What makes a book, film, poem, painting, or song a 'classic'? I'm talking about that intangible something that makes a work of art something that generation after generation goes back to. In my view, the answer lies in the endless interpretability of its theme, which is an aspect of writing craft often overlooked.
'So, what's it about then?'
We lovers of books with spine can't wait to tell someone else about what we're reading. In a nutshell, we have two ways of describing a book: by plot or theme. Let's take a book I read recently, The Parable of the Sower by Octavia E. Butler:
The thematic description of The Parable is, of course, MY reading of the book; it may not have been what Butler intended. Each reader (and each generation) brings their own perspective and life experience to a book (or any work of art) because interpretation is not about taking meaning out; it's about putting meaning in.
But if every reader brings their own interpretation to the table, should a writer even bother being intentional about a theme? IMO, yes. A theme adds depth and cohesion to a narrative. Theme is like a spice that infuses the book; you may not be able to identify the spice, but it adds a memorable flavour to the writing that will linger with the reader.
What Makes a Good Theme?
Too often I see a theme described in concepts so huge that they lose all meaning: love, loss, identity, courage, and so on. I believe that a great theme is simultaneously universal and personal.

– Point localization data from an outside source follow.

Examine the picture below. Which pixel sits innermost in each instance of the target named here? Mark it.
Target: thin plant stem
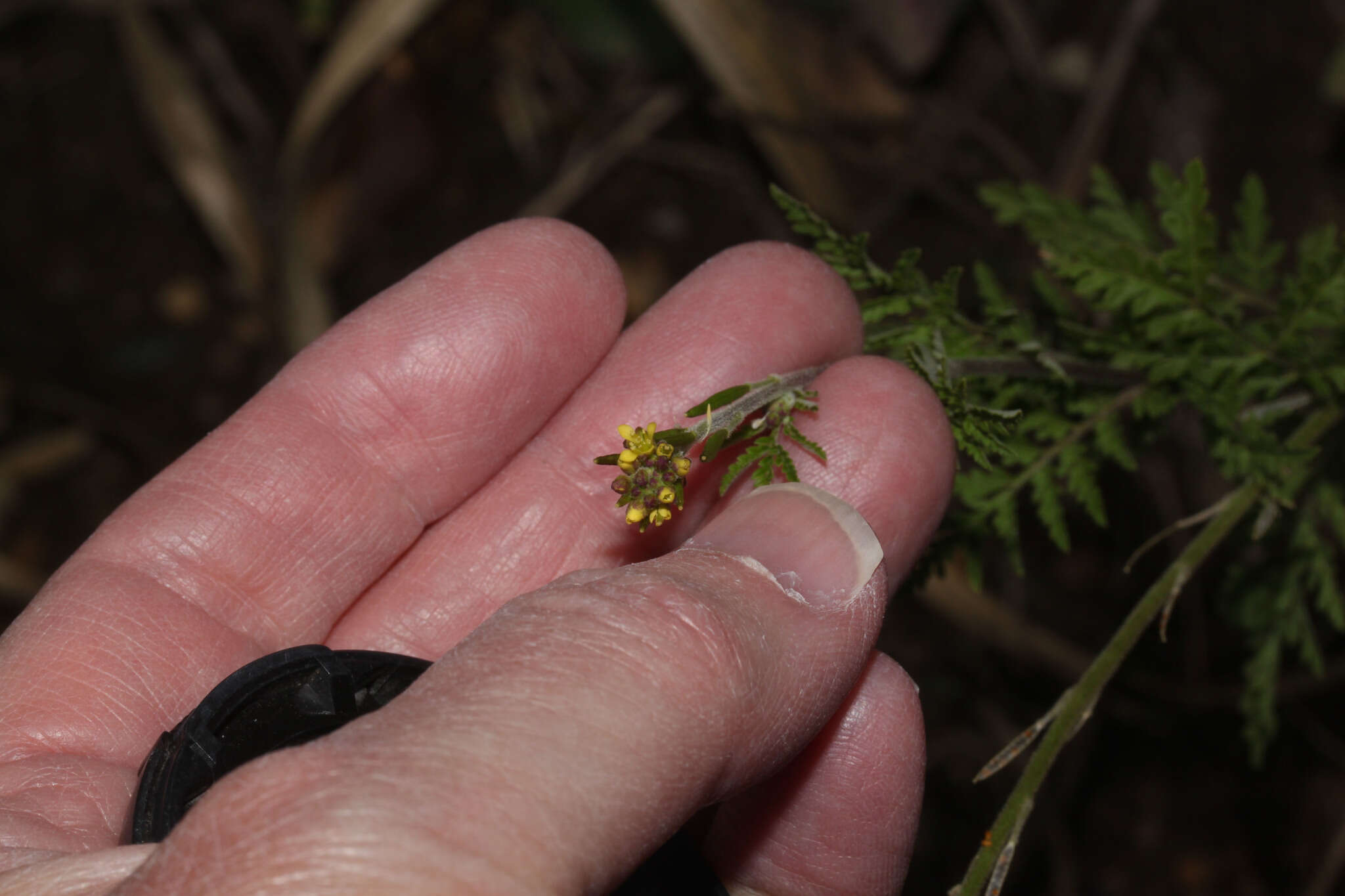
(1083, 695)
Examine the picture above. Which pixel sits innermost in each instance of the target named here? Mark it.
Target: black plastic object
(300, 694)
(280, 700)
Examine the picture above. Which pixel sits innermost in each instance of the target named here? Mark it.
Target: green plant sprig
(1137, 309)
(1078, 702)
(654, 463)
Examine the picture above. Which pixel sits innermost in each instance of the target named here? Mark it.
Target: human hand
(397, 484)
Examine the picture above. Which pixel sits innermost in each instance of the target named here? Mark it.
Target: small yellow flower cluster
(653, 476)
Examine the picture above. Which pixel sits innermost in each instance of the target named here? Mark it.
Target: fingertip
(542, 254)
(843, 817)
(797, 284)
(896, 438)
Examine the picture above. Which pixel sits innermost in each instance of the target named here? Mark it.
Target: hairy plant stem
(761, 394)
(1080, 698)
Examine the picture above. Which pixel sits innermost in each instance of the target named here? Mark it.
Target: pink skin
(401, 480)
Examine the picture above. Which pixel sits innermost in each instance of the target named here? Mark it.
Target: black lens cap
(300, 694)
(280, 700)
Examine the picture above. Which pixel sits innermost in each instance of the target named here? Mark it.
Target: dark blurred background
(192, 190)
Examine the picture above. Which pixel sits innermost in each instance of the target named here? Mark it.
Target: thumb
(573, 731)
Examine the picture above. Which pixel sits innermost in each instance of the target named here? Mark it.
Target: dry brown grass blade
(368, 35)
(192, 144)
(743, 47)
(953, 597)
(588, 167)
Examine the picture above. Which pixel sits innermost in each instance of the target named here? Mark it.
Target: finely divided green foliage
(1136, 310)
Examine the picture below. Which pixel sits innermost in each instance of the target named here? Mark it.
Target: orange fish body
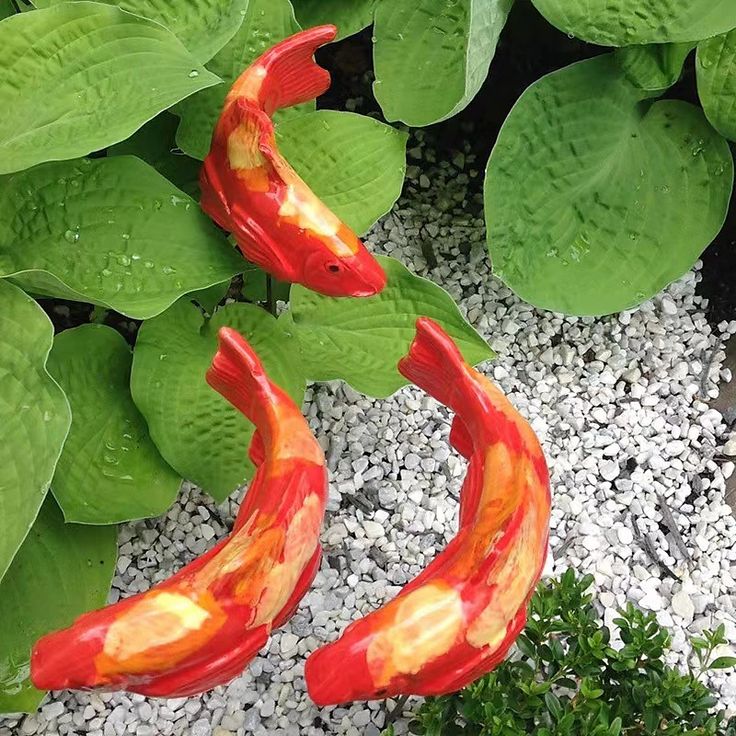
(249, 189)
(201, 627)
(458, 618)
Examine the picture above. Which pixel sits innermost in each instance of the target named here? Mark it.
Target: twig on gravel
(559, 551)
(395, 712)
(703, 388)
(671, 524)
(651, 550)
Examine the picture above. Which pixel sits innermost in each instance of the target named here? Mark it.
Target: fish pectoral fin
(259, 247)
(460, 437)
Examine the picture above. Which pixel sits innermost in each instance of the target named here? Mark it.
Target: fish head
(356, 274)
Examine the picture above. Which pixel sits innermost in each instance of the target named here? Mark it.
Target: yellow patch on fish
(426, 624)
(512, 579)
(291, 441)
(160, 630)
(301, 542)
(246, 159)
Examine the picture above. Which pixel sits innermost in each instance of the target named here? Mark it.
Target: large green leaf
(80, 76)
(654, 67)
(354, 163)
(110, 231)
(432, 56)
(361, 340)
(34, 417)
(110, 470)
(626, 22)
(154, 144)
(596, 198)
(199, 433)
(716, 70)
(266, 23)
(61, 571)
(203, 26)
(350, 16)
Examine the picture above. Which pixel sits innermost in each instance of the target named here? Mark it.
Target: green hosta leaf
(655, 67)
(34, 417)
(110, 470)
(199, 433)
(350, 16)
(354, 163)
(432, 56)
(154, 144)
(109, 231)
(266, 23)
(597, 198)
(80, 76)
(361, 340)
(626, 22)
(716, 70)
(203, 26)
(61, 571)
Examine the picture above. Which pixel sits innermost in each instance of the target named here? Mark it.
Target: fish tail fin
(287, 74)
(436, 365)
(238, 374)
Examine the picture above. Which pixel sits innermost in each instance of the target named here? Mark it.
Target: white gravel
(621, 406)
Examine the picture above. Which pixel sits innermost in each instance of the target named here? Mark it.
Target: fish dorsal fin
(286, 74)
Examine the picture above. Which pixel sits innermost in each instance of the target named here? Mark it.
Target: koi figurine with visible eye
(201, 627)
(458, 618)
(249, 189)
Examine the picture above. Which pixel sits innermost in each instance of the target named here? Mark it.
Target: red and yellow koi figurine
(459, 617)
(201, 627)
(249, 189)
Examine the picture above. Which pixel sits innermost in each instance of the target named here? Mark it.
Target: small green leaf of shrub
(155, 144)
(80, 76)
(432, 56)
(265, 23)
(109, 470)
(34, 417)
(201, 435)
(627, 22)
(109, 231)
(567, 680)
(716, 71)
(354, 163)
(361, 340)
(203, 26)
(596, 198)
(61, 571)
(350, 16)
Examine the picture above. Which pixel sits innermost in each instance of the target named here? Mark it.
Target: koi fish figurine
(458, 618)
(201, 627)
(249, 189)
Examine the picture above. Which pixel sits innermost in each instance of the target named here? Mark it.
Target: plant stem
(270, 301)
(395, 711)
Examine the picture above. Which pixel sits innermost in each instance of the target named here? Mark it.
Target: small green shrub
(567, 679)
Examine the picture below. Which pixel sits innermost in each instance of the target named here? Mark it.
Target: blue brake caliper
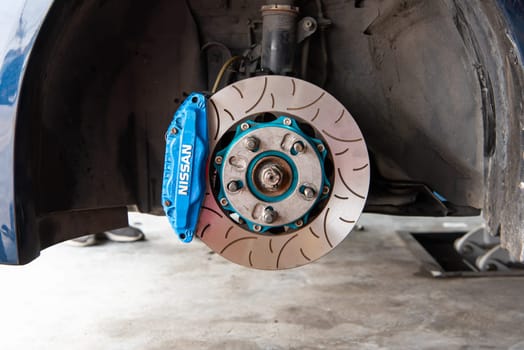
(187, 149)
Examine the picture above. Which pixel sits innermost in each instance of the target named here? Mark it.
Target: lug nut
(309, 193)
(269, 216)
(298, 147)
(233, 186)
(252, 143)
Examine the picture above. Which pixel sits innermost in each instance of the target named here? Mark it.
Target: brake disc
(315, 210)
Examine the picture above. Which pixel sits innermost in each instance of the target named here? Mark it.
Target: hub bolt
(252, 143)
(298, 147)
(233, 186)
(270, 215)
(309, 193)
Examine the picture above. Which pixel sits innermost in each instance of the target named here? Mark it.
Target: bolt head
(298, 147)
(309, 193)
(269, 216)
(233, 186)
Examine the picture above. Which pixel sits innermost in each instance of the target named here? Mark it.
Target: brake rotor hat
(307, 103)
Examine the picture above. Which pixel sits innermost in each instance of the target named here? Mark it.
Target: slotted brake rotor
(285, 192)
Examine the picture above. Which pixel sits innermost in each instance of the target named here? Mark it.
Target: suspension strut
(279, 37)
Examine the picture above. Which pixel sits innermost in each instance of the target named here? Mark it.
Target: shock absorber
(279, 37)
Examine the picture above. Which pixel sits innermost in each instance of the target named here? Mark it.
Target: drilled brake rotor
(307, 103)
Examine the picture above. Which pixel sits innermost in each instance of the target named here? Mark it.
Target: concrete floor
(160, 294)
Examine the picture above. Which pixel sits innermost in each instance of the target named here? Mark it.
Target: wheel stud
(309, 193)
(269, 216)
(298, 147)
(252, 143)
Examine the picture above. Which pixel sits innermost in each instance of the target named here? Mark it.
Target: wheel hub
(281, 193)
(271, 185)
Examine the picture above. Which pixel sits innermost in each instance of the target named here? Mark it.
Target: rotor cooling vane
(288, 173)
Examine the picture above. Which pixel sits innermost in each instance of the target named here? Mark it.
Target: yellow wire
(220, 75)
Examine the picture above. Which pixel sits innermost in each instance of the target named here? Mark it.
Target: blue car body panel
(19, 26)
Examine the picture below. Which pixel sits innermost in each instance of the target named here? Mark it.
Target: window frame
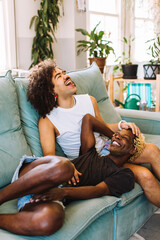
(9, 33)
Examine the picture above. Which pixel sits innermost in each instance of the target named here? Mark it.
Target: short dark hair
(40, 90)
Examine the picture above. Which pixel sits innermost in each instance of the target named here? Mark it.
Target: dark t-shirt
(96, 169)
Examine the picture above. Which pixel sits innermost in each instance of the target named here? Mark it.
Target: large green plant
(154, 49)
(45, 23)
(123, 59)
(96, 44)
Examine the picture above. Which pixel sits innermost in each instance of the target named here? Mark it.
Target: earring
(55, 97)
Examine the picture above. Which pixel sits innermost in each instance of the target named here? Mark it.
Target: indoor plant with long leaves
(98, 47)
(153, 68)
(124, 61)
(45, 24)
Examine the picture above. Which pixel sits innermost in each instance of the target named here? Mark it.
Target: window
(144, 30)
(7, 39)
(122, 18)
(108, 14)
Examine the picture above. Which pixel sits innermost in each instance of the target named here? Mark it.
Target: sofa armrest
(148, 122)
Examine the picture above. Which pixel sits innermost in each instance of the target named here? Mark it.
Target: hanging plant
(45, 24)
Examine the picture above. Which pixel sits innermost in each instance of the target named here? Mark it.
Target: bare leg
(147, 181)
(89, 125)
(35, 219)
(151, 154)
(38, 176)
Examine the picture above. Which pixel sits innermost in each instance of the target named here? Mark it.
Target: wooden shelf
(112, 79)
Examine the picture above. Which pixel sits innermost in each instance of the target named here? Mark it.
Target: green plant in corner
(154, 49)
(45, 24)
(96, 44)
(123, 59)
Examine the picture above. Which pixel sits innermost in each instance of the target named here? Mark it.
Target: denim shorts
(105, 149)
(22, 201)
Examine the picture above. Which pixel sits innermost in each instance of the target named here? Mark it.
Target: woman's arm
(47, 136)
(114, 126)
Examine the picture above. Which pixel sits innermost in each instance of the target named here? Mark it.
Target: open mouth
(116, 144)
(68, 82)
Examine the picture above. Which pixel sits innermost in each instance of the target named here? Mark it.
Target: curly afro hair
(40, 90)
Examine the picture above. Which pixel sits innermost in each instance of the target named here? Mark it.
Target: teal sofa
(105, 218)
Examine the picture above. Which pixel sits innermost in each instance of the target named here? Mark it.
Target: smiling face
(63, 85)
(122, 143)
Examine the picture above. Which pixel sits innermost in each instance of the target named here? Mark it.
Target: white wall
(64, 48)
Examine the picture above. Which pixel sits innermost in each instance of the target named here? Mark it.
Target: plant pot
(151, 70)
(100, 62)
(129, 71)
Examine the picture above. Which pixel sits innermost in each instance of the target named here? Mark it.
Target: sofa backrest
(88, 80)
(13, 144)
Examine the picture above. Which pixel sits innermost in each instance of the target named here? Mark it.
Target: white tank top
(68, 122)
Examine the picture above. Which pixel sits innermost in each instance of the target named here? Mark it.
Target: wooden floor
(150, 230)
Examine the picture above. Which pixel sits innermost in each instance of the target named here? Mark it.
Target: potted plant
(45, 24)
(125, 65)
(153, 68)
(99, 48)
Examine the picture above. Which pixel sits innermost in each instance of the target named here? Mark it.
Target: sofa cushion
(155, 139)
(29, 119)
(12, 140)
(89, 80)
(128, 197)
(78, 216)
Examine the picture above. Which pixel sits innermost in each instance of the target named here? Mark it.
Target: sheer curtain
(8, 56)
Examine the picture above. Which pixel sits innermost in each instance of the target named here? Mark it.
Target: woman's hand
(75, 179)
(135, 129)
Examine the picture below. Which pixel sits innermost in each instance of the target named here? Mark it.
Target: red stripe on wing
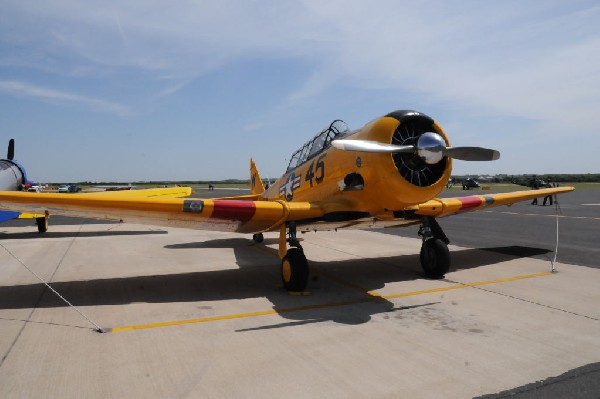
(234, 210)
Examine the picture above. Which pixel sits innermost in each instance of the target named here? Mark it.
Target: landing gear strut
(294, 266)
(42, 224)
(435, 257)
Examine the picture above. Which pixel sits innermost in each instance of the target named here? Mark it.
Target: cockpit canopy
(319, 143)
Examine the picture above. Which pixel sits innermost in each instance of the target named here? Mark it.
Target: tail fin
(256, 186)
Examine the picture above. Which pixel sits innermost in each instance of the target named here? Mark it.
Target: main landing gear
(435, 257)
(42, 224)
(294, 266)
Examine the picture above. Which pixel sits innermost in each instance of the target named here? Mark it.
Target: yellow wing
(242, 216)
(169, 192)
(172, 192)
(440, 207)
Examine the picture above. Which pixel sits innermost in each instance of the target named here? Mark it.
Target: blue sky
(154, 90)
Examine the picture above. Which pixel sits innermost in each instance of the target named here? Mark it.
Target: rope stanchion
(97, 327)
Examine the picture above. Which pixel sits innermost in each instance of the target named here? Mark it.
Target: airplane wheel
(42, 224)
(294, 270)
(435, 258)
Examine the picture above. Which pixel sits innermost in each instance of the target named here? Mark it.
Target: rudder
(256, 185)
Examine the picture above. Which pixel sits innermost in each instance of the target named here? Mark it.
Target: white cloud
(27, 90)
(535, 60)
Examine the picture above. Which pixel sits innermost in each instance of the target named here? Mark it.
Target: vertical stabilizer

Take the film of the Wizard of Oz as an example. A classic, I think we can all agree. As a classic film, it can be viewed through many critical lenses (Feminist, Marxist, Queer, etc.), each bringing its own interpretation of theme. But there is also a clear, intentional theme: There's no place like home. This theme is both general (everyone would agree) but also specific (we agree based on our own experience of 'home').
'There's no place like home' is what I call a 'thesis' theme because it wants you, the viewer, to agree that 'home' is the best place for you. The plot of the film is formulated to prove the thesis, adopting a definite stance. One sees this kind of theme often in kids' films that attempt to impart a moral lesson, as well as the many early Hollywood movies that border on propaganda.
The more interesting theme is what I call a 'conundrum' theme. At the centre of the narrative is a moral dilemma that the protagonist is dealing with, a dilemma that the reader is also invited to explore. If Wizard had been less didactic, the theme might have been: 'What if you had to choose between leading a small, black-and-white life in the bosom of your family, OR live a large, adventurous, technicolourful life with your dearest friends?'
If you are a writer struggling to identify your theme, start with your protagonist. Identify what their 'journey' is and think about all the conundrums that arise from that. Pick just one that interests you most and develop it through the narrative as you revise your manuscript. You don't have to be heavy handed! But with a little intentionality, you can create a story that both entertains your readers AND challenges them to think about themselves and/or the world ... now that's a book with spine!